# First Victorian "Elite" member



## Dodge (Oct 12, 2005)

Congratulations PeterJ on becoming the first Victorian as an elite member, have enjoyed your input, and thanks mate :wink:


----------



## PeterJ (Aug 29, 2005)

*CHEERS*


----------



## hairymick (Oct 18, 2005)

Yeah Peter,

Well done mate. Your posts are allways well considered, a good read and informative. I look forward to the next thousand mate.


----------



## PoddyMullet (Aug 29, 2005)

And thanks muchly on the launch/map/fishy spot info on various occaisons. 3 cheers


----------



## hoit (Aug 29, 2005)

Hi Peter,

congrats on the 1000 posts. Will we see you out on the water in your new yak soon.

Regards
Grant


----------



## YakAtak (Mar 13, 2006)

Dodge said:


> Congratulations PeterJ on becoming the first Victorian as an elite member, have enjoyed your input, and thanks mate :wink:


----------



## Dodge (Oct 12, 2005)

YakAtak said:


>


YA seeing you are using one of my wife's old scripts you will really have to grovel to get a fourth glass of port at bigW on the cool Saturday12th night :lol: :lol: :lol:


----------



## YakAtak (Mar 13, 2006)

Hehe, that smilie is a very popular one on a few other forums that I regularly visit, and thought this a prime oportunity to introduce it here.


----------



## Russ (Feb 24, 2006)

Bloody vic's their alway's stickin their bib's in :lol:

On a serious note PeterJ :roll: it is testimony to the professionalism and support afforded this site that we have members such as yourself and others that reach this milestone, which give beginners such as myself the opportunity to gain the neccessary experience that we need to challenge this great sport.
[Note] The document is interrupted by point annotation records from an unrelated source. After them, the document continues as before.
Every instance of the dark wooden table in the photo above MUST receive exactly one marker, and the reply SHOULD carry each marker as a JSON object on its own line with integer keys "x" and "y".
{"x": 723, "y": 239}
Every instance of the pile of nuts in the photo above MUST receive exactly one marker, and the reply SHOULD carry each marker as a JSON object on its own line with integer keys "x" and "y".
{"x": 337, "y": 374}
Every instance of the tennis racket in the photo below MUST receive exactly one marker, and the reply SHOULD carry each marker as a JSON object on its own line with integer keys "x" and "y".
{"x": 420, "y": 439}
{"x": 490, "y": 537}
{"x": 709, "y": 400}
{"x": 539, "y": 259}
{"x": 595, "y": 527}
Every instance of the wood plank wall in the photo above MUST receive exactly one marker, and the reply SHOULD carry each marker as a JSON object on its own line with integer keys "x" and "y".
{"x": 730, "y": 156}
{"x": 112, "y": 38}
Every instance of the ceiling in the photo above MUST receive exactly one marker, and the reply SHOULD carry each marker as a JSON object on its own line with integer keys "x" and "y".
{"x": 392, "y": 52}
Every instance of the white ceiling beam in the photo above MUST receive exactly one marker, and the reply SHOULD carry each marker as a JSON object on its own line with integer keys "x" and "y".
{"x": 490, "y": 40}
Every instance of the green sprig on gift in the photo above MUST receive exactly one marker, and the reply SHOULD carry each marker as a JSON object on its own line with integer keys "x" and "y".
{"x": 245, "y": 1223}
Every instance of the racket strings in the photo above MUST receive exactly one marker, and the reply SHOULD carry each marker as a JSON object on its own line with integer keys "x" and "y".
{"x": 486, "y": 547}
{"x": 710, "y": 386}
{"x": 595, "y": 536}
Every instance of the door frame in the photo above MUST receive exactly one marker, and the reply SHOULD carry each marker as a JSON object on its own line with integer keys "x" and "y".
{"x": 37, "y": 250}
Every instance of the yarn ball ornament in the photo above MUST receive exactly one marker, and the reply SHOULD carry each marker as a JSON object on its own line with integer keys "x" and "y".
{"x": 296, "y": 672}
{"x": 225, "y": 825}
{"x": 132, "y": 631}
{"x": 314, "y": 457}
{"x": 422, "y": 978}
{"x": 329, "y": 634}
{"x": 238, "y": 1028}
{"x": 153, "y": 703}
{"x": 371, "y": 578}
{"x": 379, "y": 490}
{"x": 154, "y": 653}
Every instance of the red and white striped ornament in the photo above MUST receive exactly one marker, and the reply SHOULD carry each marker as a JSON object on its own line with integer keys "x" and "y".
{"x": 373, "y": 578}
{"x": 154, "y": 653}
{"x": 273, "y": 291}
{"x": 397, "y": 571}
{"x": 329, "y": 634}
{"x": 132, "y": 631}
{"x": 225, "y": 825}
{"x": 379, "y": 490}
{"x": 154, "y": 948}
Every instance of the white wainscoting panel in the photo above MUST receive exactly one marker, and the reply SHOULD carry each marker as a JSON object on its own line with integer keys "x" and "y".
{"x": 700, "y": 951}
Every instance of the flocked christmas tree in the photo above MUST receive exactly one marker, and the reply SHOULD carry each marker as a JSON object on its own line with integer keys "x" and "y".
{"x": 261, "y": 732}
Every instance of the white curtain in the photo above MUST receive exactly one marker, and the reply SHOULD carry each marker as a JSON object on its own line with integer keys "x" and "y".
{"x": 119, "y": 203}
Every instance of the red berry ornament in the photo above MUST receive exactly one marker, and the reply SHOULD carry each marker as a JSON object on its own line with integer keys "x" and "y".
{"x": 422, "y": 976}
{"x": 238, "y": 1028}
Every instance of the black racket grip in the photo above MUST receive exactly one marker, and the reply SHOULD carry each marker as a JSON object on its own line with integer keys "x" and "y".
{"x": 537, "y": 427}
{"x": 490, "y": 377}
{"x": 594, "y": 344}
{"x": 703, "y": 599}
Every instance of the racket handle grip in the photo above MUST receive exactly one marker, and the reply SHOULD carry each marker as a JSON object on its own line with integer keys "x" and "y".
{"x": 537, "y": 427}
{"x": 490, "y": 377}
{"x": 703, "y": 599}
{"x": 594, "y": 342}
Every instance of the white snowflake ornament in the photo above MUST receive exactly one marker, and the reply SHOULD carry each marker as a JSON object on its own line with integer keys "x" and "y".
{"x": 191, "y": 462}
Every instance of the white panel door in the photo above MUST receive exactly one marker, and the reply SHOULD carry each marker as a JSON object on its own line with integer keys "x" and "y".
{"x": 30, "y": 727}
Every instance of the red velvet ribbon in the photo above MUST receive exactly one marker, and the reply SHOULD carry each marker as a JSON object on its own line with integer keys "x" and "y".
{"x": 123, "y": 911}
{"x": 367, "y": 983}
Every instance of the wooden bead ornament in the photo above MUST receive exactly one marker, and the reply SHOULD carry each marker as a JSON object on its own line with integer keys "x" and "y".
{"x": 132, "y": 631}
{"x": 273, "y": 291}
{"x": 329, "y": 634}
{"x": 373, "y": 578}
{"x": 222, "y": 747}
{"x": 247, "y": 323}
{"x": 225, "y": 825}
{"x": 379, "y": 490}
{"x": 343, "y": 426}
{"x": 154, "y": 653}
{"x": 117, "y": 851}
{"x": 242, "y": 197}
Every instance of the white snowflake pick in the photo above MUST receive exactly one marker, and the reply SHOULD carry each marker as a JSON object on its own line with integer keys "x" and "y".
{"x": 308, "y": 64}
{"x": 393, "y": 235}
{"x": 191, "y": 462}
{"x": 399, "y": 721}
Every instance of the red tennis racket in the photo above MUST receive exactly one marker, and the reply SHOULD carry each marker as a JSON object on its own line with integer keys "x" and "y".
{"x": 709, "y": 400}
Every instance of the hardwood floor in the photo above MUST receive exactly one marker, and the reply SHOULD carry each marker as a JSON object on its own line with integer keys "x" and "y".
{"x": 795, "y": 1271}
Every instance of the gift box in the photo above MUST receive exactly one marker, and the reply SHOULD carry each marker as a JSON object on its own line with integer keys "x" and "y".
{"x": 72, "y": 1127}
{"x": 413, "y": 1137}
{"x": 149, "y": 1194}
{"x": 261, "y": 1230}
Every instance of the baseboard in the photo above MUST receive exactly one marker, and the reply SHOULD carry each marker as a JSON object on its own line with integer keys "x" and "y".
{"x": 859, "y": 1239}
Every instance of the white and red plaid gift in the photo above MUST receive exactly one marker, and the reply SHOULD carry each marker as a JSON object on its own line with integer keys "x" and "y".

Without the Elite members who form the backbone of site's such as this we would most likely be,

Up a creek without a paddle :lol: Yeh Yeh I liked that to 8) 

Congrats mate to you, and well down to all the elite members on this site.
and the rest of us to  
Now lets all have a group hug :wink:

 fishing Russ


----------



## Dodge (Oct 12, 2005)

Russ said:


> Now lets all have a group hug :wink:
> Russ


Russ from these comments can you confirm that a toyboy is plastic :shock:


----------



## PeterJ (Aug 29, 2005)

Yeah has taken a while, i guess i had other things to look after for a while there.
 
Thanks Occy 

Crikey Russ :shock:


----------



## Russ (Feb 24, 2006)

Dodge my ToyBoy's will be anything I want them to be 

Except a stink boat :twisted: I will never stoop to that sought of sordid trashy behaviour :roll:

then again

Take Troppo for example there are some issue's there I feel  I mean I think.

 fishing Russ


----------



## Guest (Jul 6, 2006)

Well done Peter 

We're seeing a few 'Granders' on here lately!!.......


----------



## rawprawn (Aug 31, 2005)

Good one Mr Duck


----------



## troppo (Feb 1, 2006)

PeterJ, congratulations. I don't know if I have read all ya 1000 posts, but I have enjoyed the ones I have read. Hope the rarified atmosphere of celibrity status doesn't make you too giddy! A little giddiness is okay, but too much increases the risk of yak capsize. All the best!!


----------



## Kevin (Aug 29, 2005)

Well Peter you certainly streaked ahead of the Mango field on this one. Poddy's coming a distant second.

I am still to meet you however I feel that I know you quite well thru the 1000+ interesting and informative posts.


----------



## PeterJ (Aug 29, 2005)

8)


----------